Arya menghela napas lagi. Ia tahu, meratapi masa lalu dan mencemaskan masa depan tidak akan menyelesaikan skripsinya. Ia harus kembali fokus, mencoba memecah gunung bab tiga itu menjadi bagian-bagian yang lebih kecil. Mungkin, sesekali ia perlu menghubungi teman-teman SMA-nya, sekadar bertukar cerita dan mengenang masa-masa indah itu untuk membangkitkan kembali semangatnya. Dan untuk rasa takut akan masa depan, mungkin ia perlu mulai mencari informasi tentang lowongan pekerjaan, mempersiapkan diri dengan menambah keterampilan, dan yang terpenting, menanamkan keyakinan bahwa ia akan mampu menghadapi tantangan apa pun yang menantinya.

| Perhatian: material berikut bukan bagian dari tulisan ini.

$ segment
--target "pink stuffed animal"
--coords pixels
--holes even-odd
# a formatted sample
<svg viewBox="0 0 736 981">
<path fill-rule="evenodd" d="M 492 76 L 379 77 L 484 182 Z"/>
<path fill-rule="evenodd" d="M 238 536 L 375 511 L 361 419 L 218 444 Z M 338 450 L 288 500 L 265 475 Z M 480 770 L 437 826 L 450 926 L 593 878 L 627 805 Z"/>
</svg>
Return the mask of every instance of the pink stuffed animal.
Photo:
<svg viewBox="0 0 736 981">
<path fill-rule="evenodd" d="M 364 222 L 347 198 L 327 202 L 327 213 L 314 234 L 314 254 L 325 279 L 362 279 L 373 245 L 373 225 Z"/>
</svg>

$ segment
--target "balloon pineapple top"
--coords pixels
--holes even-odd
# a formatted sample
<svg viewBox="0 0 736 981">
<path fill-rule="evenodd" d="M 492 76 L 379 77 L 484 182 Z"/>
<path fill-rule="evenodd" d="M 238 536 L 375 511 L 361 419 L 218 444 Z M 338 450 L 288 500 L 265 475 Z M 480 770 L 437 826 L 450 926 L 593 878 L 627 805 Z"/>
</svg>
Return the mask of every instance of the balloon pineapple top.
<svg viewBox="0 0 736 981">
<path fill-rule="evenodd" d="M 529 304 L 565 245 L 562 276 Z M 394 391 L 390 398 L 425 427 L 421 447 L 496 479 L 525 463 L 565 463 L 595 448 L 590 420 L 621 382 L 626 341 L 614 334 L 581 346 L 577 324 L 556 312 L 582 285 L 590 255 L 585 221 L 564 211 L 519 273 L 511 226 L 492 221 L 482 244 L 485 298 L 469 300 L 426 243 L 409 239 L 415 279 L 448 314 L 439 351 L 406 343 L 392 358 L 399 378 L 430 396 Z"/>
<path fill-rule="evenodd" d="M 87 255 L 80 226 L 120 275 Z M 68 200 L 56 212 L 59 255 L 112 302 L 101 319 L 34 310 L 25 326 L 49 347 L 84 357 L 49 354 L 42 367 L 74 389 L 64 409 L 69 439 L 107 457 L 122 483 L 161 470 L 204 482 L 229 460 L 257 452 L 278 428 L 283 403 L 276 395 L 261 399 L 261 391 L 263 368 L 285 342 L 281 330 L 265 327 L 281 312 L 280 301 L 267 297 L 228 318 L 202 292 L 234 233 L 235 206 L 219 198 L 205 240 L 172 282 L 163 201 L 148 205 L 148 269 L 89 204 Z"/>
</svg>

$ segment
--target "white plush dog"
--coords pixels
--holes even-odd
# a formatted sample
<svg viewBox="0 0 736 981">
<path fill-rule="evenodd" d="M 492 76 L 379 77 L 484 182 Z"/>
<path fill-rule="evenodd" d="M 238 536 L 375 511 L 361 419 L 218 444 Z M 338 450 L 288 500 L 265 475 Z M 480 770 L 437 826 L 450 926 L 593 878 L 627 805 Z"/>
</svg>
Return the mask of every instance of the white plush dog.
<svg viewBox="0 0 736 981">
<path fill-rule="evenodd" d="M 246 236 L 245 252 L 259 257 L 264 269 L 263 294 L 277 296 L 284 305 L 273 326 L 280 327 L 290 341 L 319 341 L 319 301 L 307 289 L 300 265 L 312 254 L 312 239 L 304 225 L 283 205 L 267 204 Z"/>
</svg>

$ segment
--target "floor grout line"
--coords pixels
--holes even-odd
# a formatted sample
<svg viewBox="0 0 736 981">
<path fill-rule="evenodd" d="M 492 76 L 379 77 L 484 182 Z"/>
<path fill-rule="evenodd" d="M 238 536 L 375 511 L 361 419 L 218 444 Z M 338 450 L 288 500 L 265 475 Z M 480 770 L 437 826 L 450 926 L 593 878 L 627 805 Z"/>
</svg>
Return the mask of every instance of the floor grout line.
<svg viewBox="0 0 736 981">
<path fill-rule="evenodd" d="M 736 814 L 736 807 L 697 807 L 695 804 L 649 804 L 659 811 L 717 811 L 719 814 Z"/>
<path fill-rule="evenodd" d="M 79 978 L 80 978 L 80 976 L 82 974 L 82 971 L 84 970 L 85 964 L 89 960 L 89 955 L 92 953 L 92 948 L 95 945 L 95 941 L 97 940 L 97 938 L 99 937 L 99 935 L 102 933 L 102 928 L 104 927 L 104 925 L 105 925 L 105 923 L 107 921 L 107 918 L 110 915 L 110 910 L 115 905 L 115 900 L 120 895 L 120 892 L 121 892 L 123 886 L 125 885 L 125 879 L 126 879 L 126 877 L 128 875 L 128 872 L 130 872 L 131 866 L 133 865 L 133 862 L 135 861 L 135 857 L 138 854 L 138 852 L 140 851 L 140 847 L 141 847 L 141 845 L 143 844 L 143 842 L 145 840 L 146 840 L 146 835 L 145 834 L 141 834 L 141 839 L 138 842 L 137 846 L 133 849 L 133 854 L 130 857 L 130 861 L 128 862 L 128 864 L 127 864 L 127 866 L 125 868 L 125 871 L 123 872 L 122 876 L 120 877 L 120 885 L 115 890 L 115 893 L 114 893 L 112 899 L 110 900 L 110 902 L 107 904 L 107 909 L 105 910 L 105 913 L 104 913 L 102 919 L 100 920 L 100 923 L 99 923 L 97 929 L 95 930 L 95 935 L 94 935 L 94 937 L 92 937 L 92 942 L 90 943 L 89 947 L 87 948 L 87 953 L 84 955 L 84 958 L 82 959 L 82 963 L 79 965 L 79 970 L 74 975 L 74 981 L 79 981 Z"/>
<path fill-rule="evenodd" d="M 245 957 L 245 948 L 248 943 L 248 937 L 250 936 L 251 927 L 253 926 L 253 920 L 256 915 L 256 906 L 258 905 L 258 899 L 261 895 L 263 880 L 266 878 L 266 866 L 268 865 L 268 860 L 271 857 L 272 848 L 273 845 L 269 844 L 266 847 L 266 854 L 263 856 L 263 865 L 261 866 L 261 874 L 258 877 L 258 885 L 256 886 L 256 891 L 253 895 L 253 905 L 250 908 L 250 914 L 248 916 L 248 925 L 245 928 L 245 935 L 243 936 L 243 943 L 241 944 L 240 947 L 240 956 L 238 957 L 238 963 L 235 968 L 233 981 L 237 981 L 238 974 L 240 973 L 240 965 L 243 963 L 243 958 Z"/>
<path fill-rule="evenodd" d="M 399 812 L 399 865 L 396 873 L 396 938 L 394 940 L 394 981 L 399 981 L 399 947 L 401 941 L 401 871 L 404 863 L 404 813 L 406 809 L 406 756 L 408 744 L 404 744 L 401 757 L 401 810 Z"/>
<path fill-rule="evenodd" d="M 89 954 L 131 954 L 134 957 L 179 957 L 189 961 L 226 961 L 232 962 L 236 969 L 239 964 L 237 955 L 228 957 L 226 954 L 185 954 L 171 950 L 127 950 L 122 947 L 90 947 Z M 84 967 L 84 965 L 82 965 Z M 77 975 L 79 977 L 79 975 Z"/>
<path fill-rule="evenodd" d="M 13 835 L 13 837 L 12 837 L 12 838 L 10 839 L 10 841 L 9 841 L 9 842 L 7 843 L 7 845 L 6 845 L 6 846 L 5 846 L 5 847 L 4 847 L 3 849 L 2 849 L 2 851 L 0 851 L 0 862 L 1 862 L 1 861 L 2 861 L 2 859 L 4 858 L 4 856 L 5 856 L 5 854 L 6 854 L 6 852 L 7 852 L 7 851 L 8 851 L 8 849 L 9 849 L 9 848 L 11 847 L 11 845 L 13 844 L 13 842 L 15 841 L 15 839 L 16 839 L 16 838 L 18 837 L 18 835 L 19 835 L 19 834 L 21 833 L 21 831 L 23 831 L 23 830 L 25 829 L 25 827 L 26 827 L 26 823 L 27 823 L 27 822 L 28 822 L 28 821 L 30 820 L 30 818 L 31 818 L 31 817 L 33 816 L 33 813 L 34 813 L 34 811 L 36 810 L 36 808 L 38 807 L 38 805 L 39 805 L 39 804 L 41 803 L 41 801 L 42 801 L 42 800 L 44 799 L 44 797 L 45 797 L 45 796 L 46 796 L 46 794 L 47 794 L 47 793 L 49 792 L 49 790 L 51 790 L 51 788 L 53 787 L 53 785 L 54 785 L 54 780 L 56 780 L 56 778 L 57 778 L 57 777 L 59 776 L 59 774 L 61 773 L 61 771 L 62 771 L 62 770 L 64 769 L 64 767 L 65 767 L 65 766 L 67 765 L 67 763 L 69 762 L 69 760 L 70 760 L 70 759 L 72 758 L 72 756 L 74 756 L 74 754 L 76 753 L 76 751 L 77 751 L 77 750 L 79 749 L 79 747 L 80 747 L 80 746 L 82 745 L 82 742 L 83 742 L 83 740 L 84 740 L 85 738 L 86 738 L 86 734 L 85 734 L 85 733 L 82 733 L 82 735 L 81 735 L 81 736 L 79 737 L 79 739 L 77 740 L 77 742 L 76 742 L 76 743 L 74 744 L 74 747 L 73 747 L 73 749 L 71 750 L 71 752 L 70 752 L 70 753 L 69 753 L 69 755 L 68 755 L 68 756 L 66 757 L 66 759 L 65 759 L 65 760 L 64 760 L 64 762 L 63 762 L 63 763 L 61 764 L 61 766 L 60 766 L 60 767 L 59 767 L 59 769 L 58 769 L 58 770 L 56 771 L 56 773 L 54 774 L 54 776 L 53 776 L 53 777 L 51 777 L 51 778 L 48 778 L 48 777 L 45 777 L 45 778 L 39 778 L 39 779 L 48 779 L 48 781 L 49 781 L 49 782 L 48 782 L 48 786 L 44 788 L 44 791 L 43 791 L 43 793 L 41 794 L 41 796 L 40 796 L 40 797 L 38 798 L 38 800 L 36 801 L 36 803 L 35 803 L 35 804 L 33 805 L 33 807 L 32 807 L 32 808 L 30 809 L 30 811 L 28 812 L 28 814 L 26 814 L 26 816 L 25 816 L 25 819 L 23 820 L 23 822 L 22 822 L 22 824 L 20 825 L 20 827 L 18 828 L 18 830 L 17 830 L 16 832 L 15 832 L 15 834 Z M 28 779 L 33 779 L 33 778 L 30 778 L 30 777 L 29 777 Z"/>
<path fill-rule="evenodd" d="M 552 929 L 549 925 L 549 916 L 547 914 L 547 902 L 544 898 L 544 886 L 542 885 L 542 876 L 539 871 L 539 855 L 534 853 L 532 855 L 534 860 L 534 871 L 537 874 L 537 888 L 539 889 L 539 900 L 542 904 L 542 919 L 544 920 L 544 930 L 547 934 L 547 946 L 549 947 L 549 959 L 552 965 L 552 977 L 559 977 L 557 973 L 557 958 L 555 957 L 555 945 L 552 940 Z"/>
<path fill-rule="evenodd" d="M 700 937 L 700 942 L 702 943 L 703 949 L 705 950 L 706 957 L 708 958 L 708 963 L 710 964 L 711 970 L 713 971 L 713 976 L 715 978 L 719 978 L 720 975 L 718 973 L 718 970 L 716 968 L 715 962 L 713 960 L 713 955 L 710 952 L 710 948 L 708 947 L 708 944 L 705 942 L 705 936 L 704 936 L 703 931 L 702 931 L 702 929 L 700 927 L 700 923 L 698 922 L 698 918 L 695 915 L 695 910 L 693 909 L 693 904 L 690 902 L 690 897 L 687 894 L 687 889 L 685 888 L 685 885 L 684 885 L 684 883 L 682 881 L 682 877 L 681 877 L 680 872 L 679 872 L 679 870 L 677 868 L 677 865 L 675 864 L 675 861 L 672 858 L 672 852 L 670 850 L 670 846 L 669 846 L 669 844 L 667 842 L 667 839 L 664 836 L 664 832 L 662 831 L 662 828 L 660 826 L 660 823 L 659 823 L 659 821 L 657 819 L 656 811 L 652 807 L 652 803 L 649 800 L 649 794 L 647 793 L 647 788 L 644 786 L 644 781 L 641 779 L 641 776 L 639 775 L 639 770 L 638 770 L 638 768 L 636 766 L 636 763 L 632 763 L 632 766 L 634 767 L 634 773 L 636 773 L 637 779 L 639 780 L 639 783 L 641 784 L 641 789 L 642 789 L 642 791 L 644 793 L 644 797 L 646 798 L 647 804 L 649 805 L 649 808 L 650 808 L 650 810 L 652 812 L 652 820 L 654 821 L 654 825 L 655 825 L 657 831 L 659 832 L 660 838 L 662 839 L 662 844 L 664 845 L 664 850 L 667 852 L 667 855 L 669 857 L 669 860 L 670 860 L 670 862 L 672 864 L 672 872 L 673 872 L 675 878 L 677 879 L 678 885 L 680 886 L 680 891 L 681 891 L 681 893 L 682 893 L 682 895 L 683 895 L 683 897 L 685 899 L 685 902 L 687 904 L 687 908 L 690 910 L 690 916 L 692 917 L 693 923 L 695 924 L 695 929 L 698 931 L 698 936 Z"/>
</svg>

Rindu masa lalu memang tak bisa dihindari, dan rasa takut akan masa depan adalah hal yang wajar. Namun, Arya sadar, ia tidak bisa terus menerus terperangkap di antaranya. Ia harus belajar untuk menghargai kenangan indah sebagai penyemangat, dan menghadapi masa depan dengan persiapan dan keberanian. Dengan tekad yang sedikit lebih kuat, Arya kembali menatap layar laptopnya. Masih banyak yang harus dikerjakan, tapi ia tidak sendiri. Ada harapan di setiap baris kalimat yang akan ia tulis, dan ada masa depan yang menanti untuk ia raih.